Ce spectacle est en ce sens très pédagogique, mais jamais donneur de leçon. Les propos des uns, les silences des autres, les embarras disent ce qui est tu. Sans tabou. Parce que le procureur ne lâche rien et pousse chacun dans ses retranchements. Il est incarné magistralement par Estelle Clément-Béalem, venue de la troupe de François Hien (dont on sent parfois la pâte) et qui est aussi cette mère dont la quête de pouvoir étouffe le sentiment maternel.
Face à lui, Clément Carabédian joue aussi le rôle de l’avocat de la jeune fille. Un autre homme occupe une place capitale dans cette famille, le grand-père paternel, que son amour pour Anaîs conduira à prendre des décisions difficiles. C’est Patrick Palmero, magnifique comédien.

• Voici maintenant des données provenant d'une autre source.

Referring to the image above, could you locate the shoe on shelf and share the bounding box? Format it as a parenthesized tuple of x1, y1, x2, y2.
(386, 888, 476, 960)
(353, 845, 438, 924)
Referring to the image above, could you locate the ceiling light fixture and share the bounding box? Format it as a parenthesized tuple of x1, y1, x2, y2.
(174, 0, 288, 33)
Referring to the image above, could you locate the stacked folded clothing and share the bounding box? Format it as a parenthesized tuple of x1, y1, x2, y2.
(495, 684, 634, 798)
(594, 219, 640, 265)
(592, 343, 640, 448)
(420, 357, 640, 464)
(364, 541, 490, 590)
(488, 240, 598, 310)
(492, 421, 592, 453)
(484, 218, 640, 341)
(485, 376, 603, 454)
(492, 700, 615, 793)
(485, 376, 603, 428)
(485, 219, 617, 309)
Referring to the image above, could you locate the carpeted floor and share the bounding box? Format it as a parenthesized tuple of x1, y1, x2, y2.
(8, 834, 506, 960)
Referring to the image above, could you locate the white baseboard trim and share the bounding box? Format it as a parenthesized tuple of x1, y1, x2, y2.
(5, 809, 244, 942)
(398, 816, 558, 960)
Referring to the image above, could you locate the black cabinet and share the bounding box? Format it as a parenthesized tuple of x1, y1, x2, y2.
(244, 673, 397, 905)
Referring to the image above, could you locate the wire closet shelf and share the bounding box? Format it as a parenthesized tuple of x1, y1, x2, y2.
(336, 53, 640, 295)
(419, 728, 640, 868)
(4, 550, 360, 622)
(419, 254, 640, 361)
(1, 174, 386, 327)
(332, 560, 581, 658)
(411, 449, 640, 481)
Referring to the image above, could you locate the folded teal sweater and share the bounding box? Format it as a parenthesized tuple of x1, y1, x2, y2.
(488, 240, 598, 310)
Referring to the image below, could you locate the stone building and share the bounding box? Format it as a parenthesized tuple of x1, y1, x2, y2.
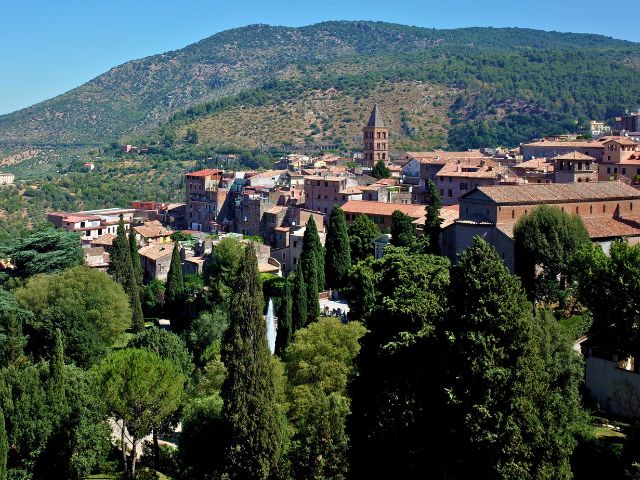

Mais le personnage central, c’est évidemment Anaïs à laquelle Hermine Dos Santos prête son intensité et sa force. Car ce que met en évidence surtout cette pièce, c’est le courage qu’il faut aux victimes pour accuser ceux que malgré tout ils aiment, pour donner un coup de pied dans une fourmilière et y créer un cataclysme, pour refuser la culpabilité qu’on va tenter de leur faire vivre et emprunter un chemin de solitude.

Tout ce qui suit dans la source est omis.